# WINWORD.EXE Bad Image



## purple212 (Jan 14, 2012)

I downloaded MS Office 2010 Professional Plus for a friend, and the above error shows up with this address: C:\WINDOWS\Win5x5\x86_Microsoft.VC90.CRT_1fc8b3b9a1e18e3b_9.0.30729.6161_x-ww_31a54e43\MSVCR90.dll

which he says has been happening for quite some time. Another friend suggested I update Microsoft Securities and run a full scan because I took a screen shot of the 16 MSVCR90.dll files that appeared when I performed a "search". 

Per his advice, I then went to Add/Remove programs to "Repair" MS Office, but the same error appeared immediately. 

This is WAY over my head!


----------



## purple212 (Jan 14, 2012)

*Updates Could Not Be Installed*

I am still looking for a resolution to (Program Name).EXE BAD IMAGE when I open MS Office Programs and others. I get the same MSVCR90.dll message on my friend's puter.

Today, I'm receiving this Error Message:

Update for Microsoft XML Core Services 4.0 Service Pack 2 (KB973688)
Security Update for Microsoft XML Core Services 4.0 Service Pack 2 (KB954430)

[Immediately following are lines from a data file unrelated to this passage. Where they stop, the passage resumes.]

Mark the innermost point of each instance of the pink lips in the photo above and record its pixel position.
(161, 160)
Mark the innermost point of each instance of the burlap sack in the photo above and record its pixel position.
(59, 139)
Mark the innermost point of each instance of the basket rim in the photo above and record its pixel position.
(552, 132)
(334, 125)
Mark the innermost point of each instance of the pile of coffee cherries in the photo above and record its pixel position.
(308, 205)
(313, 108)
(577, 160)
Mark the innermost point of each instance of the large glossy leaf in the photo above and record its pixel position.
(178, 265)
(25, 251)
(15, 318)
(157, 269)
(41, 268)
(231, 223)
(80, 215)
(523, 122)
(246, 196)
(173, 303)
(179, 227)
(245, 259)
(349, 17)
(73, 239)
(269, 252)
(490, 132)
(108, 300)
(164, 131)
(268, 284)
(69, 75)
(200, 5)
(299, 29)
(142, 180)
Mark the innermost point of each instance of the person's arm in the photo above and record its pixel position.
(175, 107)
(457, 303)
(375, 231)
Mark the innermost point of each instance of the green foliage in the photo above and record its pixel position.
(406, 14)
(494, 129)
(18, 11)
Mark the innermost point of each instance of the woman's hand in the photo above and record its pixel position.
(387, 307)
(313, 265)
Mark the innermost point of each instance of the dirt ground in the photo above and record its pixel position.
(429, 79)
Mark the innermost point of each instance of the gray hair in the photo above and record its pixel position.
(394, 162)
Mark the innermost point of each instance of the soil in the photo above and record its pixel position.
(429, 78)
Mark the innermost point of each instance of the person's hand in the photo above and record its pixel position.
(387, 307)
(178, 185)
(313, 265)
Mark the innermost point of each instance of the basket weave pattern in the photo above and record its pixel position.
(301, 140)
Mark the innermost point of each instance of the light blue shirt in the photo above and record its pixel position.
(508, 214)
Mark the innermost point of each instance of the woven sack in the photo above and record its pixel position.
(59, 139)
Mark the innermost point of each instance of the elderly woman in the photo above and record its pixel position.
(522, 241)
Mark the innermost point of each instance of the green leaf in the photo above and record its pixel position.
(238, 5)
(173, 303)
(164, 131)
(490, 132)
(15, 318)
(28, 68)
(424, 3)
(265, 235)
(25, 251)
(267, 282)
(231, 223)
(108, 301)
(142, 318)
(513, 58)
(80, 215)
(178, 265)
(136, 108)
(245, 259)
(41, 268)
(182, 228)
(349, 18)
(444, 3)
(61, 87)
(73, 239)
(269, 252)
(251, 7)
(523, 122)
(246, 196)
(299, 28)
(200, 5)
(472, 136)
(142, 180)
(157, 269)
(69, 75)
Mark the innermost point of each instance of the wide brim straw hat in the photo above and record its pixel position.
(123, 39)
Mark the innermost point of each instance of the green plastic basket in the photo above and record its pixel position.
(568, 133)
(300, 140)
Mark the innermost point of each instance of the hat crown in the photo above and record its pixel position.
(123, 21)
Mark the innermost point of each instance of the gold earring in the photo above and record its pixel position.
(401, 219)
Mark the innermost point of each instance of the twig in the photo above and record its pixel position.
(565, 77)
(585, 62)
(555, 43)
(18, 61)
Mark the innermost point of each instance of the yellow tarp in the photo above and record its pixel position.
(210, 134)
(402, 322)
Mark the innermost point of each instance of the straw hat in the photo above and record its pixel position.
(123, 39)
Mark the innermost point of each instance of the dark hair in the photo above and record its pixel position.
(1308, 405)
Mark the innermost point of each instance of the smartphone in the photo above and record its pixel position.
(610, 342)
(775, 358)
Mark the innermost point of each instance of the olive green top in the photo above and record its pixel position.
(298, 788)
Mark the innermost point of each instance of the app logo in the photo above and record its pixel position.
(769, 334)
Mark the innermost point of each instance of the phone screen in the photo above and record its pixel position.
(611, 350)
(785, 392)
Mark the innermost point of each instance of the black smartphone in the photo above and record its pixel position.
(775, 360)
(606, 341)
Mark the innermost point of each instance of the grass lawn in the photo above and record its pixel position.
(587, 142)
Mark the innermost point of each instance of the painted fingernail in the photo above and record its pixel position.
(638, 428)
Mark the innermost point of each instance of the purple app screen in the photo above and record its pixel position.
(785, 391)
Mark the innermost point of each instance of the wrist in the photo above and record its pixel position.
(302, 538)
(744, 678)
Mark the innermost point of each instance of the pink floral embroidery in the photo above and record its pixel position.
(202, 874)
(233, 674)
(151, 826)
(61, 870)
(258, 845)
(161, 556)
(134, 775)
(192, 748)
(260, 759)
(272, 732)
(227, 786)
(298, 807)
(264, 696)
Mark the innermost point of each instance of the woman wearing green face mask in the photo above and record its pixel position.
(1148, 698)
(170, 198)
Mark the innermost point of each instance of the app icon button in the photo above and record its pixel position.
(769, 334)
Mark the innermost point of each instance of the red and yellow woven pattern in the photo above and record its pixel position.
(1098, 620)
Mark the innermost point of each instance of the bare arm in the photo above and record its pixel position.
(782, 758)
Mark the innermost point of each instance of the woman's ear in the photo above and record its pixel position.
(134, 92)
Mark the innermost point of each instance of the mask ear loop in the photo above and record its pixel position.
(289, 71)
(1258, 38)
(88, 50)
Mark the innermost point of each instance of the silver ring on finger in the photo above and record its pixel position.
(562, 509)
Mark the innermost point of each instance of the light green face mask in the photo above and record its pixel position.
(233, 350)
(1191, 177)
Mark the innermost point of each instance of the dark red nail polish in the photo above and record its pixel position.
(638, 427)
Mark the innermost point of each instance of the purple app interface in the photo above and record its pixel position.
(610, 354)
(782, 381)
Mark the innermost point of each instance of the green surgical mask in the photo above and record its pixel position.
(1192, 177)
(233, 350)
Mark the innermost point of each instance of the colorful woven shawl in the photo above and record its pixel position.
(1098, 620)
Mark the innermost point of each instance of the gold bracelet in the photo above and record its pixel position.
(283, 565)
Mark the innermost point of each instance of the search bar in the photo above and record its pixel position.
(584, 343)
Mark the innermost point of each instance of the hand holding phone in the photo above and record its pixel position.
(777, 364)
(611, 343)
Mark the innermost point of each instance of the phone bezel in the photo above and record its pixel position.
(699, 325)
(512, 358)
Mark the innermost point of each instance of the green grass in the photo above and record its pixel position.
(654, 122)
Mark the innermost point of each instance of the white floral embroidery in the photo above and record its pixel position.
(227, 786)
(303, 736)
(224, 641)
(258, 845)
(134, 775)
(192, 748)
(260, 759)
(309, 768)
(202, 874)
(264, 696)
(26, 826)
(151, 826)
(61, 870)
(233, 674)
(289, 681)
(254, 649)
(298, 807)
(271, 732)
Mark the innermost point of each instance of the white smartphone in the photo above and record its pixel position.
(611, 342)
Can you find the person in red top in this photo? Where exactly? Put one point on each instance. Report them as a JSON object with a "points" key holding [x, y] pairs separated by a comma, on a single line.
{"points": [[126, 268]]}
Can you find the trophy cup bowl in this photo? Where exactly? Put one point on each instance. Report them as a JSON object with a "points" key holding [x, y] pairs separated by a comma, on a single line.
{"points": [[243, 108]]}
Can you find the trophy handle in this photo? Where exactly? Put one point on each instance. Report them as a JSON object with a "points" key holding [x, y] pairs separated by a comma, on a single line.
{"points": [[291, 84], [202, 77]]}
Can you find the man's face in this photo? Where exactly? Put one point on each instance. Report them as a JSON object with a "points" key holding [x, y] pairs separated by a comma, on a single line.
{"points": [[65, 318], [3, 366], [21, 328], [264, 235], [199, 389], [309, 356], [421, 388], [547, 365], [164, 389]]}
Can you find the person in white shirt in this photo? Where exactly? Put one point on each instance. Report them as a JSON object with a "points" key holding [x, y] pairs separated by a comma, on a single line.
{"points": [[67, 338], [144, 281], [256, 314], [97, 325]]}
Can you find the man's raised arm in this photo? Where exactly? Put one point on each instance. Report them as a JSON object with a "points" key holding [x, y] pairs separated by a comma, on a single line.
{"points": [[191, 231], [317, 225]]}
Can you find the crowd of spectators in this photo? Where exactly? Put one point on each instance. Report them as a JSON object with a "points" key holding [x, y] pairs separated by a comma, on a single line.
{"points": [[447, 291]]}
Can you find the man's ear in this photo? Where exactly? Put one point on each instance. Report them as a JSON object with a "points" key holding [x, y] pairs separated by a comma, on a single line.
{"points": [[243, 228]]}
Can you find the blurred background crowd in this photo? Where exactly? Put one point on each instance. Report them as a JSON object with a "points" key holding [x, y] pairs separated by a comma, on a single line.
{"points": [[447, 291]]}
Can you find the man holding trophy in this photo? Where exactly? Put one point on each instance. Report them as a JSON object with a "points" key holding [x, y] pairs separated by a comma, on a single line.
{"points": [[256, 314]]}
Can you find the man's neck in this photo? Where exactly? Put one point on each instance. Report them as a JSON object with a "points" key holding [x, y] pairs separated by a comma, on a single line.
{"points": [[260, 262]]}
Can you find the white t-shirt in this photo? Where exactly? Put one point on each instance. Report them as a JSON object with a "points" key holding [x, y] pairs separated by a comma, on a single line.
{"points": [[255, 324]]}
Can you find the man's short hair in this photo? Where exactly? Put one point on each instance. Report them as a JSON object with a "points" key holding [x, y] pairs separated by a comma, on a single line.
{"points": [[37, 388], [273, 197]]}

Could the BAD IMAGE problem be blocking the updates? 
I disabled Ad-aware AV but noticed that he's got Norton and MS Security Essentials all running. Is this possibly causing a conflict?

Thanks for your help.


----------



## Corday (Mar 3, 2010)

Check the system requirements for 2010 Professional Plus at: System requirements for Office 2010 and scroll down to: Microsoft Office Professional Plus 2010
Also MSVCR90.dll might be corrupt


----------



## Corday (Mar 3, 2010)

I'm combining Post#2 from the XP forum with the original since they're related. Only one AV program should be running at a time. Conflict causes problems.


----------